Kavanaugh, who worked for independent counsel Ken Starr during his investigation of President Bill Clinton and later served as a White House lawyer and as staff secretary under President George W. Bush, didn’t discuss immigration in his NRC opinion last year. However, he did suggest that the president’s power not to enforce the law extends to civil matters — the category the courts use for immigration cases.
“It is likely that the Executive may decline to seek civil penalties or sanctions (including penalties or sanctions in administrative proceedings) on behalf of the Federal Government in the same way. Because they are to some extent analogous to criminal prosecution decisions … such civil enforcement  decisions brought by the Federal Government are presumptively an exclusive  Executive power,” Kavanaugh wrote.
Yoo said last week that he believes the pardon power applies only in the criminal context, not to deportations.
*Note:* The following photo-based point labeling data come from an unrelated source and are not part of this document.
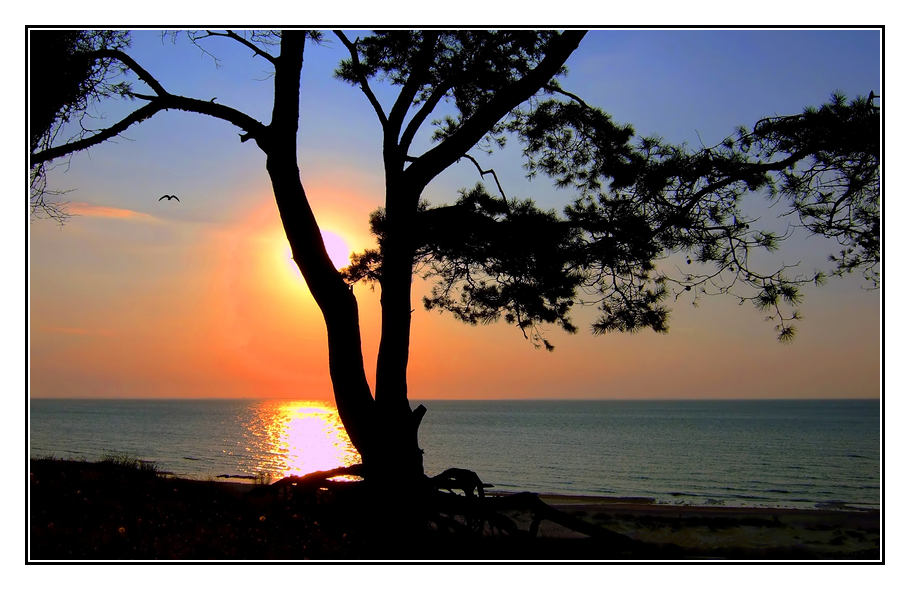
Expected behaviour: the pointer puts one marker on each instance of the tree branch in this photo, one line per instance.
(412, 86)
(243, 41)
(364, 84)
(103, 135)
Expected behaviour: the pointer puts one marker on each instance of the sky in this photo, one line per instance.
(136, 297)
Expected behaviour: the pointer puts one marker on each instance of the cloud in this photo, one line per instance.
(87, 210)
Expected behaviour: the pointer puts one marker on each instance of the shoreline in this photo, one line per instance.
(92, 511)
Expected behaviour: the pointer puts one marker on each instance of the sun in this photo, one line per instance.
(337, 249)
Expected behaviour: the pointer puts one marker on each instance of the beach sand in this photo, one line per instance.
(90, 511)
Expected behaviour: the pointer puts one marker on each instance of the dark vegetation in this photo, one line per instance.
(122, 509)
(492, 256)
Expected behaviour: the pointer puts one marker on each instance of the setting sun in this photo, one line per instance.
(337, 249)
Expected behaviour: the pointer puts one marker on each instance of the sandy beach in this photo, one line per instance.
(91, 511)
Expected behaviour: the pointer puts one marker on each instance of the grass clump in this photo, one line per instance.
(127, 461)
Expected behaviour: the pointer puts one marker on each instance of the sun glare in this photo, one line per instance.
(301, 437)
(335, 246)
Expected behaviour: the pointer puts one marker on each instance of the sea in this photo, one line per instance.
(776, 453)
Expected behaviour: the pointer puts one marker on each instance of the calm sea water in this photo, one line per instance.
(764, 453)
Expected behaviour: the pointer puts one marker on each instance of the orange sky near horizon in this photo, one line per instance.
(198, 298)
(230, 316)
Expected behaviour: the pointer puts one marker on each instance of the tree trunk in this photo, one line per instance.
(400, 458)
(335, 299)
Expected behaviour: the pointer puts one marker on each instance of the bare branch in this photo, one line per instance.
(243, 41)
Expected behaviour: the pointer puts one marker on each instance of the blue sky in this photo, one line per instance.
(200, 279)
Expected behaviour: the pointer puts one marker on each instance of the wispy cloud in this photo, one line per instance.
(88, 210)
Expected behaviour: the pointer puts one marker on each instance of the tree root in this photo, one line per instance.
(470, 513)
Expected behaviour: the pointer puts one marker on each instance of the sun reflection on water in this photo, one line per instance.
(299, 437)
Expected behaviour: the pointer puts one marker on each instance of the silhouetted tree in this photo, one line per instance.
(69, 75)
(638, 200)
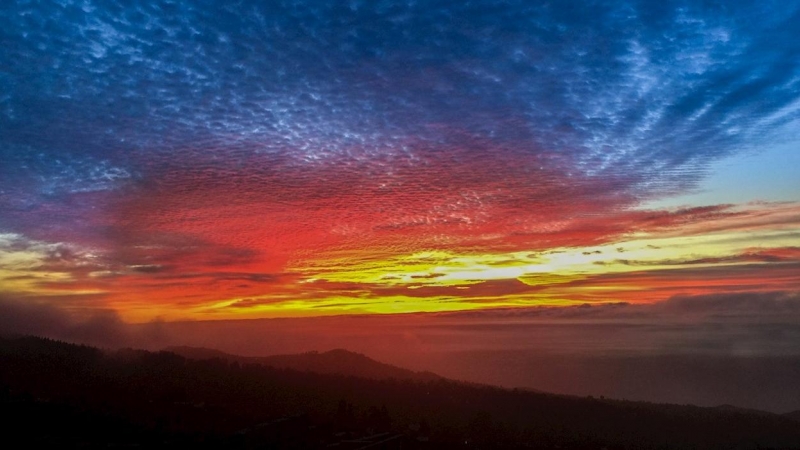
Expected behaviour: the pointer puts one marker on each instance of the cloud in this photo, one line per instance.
(104, 328)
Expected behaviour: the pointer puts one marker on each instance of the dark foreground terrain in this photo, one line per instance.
(58, 395)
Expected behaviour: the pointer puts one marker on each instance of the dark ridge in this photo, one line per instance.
(337, 361)
(78, 396)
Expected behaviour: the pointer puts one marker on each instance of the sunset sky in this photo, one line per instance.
(207, 160)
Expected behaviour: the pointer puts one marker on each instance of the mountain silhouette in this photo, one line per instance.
(79, 396)
(337, 361)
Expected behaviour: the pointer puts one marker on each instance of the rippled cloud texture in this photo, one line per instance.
(219, 159)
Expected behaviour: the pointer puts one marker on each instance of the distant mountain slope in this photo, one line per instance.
(77, 396)
(338, 361)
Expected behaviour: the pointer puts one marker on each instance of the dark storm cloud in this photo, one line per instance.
(655, 88)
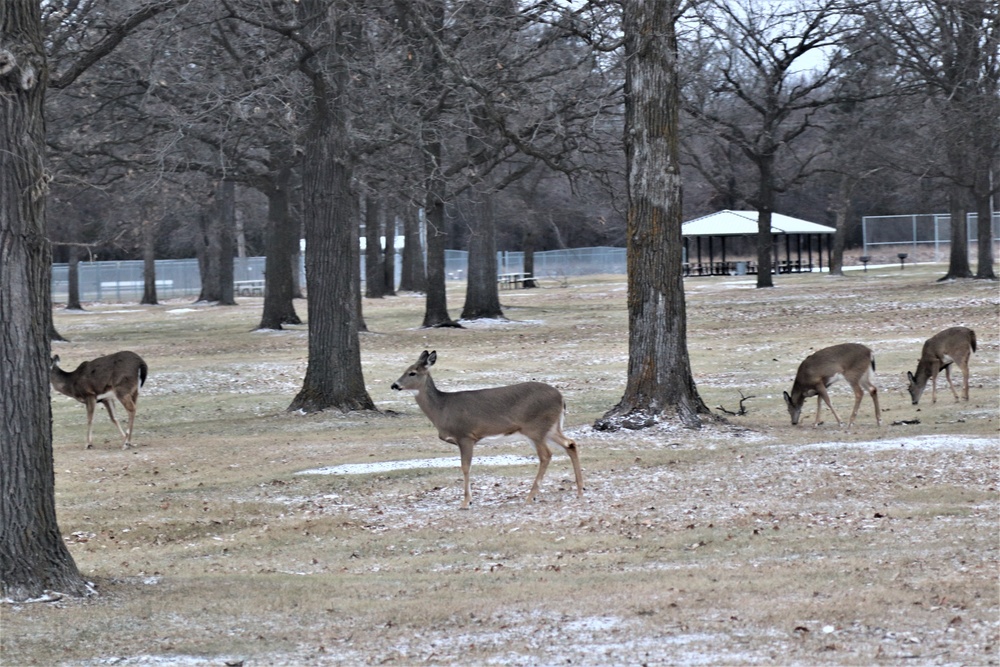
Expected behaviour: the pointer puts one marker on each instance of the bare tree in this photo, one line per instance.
(948, 53)
(659, 368)
(33, 557)
(750, 92)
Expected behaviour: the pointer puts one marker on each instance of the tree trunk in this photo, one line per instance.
(765, 206)
(73, 273)
(659, 370)
(389, 260)
(333, 377)
(282, 244)
(482, 300)
(216, 246)
(148, 262)
(33, 557)
(958, 261)
(414, 278)
(984, 227)
(528, 246)
(840, 209)
(374, 270)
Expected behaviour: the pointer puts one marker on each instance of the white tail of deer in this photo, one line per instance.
(850, 361)
(951, 346)
(101, 380)
(463, 418)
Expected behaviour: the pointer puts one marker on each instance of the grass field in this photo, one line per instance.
(748, 541)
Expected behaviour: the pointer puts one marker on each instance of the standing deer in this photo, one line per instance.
(954, 345)
(850, 361)
(101, 381)
(463, 418)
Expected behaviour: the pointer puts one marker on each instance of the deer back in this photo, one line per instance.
(529, 407)
(852, 361)
(100, 376)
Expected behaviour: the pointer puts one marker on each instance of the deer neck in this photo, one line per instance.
(430, 399)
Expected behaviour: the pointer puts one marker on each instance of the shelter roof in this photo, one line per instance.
(744, 223)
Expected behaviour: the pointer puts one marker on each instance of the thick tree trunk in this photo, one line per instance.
(282, 244)
(659, 370)
(840, 209)
(436, 303)
(414, 274)
(73, 273)
(984, 228)
(374, 270)
(482, 300)
(528, 246)
(33, 557)
(334, 377)
(389, 260)
(765, 207)
(958, 260)
(216, 246)
(148, 262)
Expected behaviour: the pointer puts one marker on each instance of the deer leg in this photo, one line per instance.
(465, 446)
(965, 379)
(129, 401)
(91, 403)
(947, 375)
(109, 404)
(825, 397)
(544, 456)
(873, 391)
(570, 447)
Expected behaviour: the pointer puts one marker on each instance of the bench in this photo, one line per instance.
(513, 280)
(249, 287)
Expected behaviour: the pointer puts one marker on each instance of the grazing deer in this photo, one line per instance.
(951, 346)
(101, 381)
(850, 361)
(463, 418)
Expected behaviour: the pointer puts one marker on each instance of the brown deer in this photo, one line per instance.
(101, 380)
(850, 361)
(951, 346)
(463, 418)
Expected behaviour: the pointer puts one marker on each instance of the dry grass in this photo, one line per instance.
(750, 542)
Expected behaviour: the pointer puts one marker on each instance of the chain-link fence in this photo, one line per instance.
(180, 278)
(926, 236)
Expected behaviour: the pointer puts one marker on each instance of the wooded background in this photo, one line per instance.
(826, 110)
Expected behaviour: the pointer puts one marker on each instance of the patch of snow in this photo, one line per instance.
(917, 442)
(413, 464)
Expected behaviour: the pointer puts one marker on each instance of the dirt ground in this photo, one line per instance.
(230, 536)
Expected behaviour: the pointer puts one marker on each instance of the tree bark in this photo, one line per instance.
(659, 370)
(984, 227)
(482, 300)
(374, 270)
(73, 273)
(281, 245)
(414, 276)
(148, 262)
(389, 260)
(334, 376)
(33, 557)
(216, 246)
(958, 259)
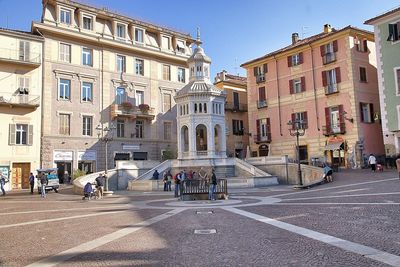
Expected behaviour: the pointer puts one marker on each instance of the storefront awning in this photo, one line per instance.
(333, 146)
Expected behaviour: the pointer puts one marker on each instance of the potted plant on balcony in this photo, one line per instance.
(144, 108)
(127, 105)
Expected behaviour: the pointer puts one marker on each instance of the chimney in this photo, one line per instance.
(327, 28)
(295, 37)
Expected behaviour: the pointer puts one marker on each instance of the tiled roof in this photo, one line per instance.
(19, 32)
(304, 42)
(394, 10)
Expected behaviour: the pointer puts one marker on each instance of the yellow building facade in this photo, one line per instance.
(20, 105)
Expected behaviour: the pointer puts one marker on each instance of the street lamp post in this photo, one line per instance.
(105, 134)
(297, 128)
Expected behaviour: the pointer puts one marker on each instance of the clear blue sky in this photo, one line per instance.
(232, 31)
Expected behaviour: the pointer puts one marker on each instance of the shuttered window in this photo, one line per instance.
(65, 52)
(20, 134)
(64, 124)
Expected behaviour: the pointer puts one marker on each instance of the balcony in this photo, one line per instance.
(331, 89)
(235, 107)
(14, 56)
(262, 103)
(329, 58)
(260, 78)
(133, 112)
(262, 139)
(339, 128)
(21, 100)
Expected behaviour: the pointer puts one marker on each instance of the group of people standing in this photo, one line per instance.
(205, 179)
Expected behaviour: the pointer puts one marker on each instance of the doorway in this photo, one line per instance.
(20, 175)
(62, 167)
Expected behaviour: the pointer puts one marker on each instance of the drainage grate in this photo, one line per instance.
(205, 232)
(204, 212)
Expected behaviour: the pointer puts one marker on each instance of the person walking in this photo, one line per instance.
(31, 182)
(100, 185)
(3, 181)
(398, 164)
(165, 181)
(169, 180)
(372, 162)
(213, 186)
(155, 175)
(177, 184)
(43, 183)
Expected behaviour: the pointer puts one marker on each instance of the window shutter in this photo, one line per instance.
(301, 57)
(338, 76)
(291, 87)
(371, 110)
(335, 46)
(324, 79)
(11, 139)
(261, 93)
(265, 67)
(305, 119)
(328, 119)
(365, 42)
(30, 135)
(322, 48)
(269, 129)
(293, 119)
(289, 61)
(258, 127)
(303, 84)
(361, 112)
(341, 115)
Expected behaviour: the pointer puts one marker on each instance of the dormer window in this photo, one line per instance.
(138, 35)
(165, 42)
(394, 32)
(87, 23)
(121, 31)
(65, 16)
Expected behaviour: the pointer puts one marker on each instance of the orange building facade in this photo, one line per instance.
(236, 120)
(329, 81)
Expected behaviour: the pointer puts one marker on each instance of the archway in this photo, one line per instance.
(184, 138)
(201, 137)
(217, 137)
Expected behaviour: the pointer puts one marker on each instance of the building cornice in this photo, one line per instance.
(99, 41)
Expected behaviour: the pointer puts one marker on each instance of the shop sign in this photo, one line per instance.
(131, 147)
(62, 155)
(88, 155)
(5, 170)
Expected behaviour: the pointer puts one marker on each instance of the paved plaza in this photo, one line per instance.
(354, 221)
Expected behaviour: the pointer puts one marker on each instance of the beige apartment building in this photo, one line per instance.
(20, 101)
(236, 120)
(103, 70)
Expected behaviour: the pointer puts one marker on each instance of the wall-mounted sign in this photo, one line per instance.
(62, 155)
(5, 171)
(131, 147)
(89, 155)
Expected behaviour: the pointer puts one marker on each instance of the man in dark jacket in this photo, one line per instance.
(100, 185)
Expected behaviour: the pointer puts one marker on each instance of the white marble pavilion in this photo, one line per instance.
(200, 112)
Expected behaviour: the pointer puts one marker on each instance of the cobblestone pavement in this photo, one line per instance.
(354, 221)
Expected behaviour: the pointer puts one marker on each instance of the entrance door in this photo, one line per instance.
(62, 167)
(335, 120)
(20, 175)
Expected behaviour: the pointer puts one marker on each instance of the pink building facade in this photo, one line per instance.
(329, 82)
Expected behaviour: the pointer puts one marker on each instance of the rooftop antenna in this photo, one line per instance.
(236, 67)
(303, 31)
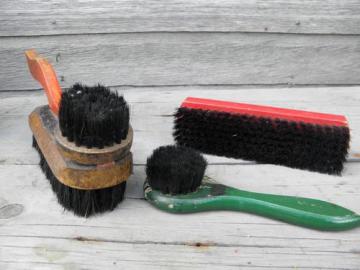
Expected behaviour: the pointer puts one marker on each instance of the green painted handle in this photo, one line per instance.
(304, 212)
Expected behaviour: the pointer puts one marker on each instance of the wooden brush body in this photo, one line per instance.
(80, 167)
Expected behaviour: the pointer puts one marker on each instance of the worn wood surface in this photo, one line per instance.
(28, 18)
(35, 233)
(185, 59)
“The President cannot wipe out a deportation decision no more than he can wipe out a judgment for damages,” Yoo told POLITICO via email. He noted that  selective nonenforcement of the tax laws, for example, could allow a president  opposed to certain taxes to cut tax rates unilaterally.
“If President Obama can refuse to enforce an entire class of law, such as the  immigration law, against millions, because he dislikes the policy, why can’t the  next President unilaterally lower tax rates by refusing to prosecute anyone who  only pays a 20 percent income tax when Congress requires 33 percent?” asked Yoo,  now a law professor at the University of California-Berkeley.
Kavanaugh argued in his opinion last year that the remedy for abuses of the  pardon power or of failure to prosecute lies not in litigation but in “ public  disapproval, congressional ‘retaliation’ on other matters, or ultimately  impeachment in cases of extreme abuse.”
The idea that a big immigration move could ramp up calls for Obama’s impeachment is probably a more critical calculation for the White House than any potential lawsuit, Meissner said.
“I don’t think it’s really an issue of the legal arguments. It’s really an  issue of the politics and whether any immigration action will feed impeachment  or whether you might as well go big because anything you do is going to feed  it,” she asked. “Can you take that risk?”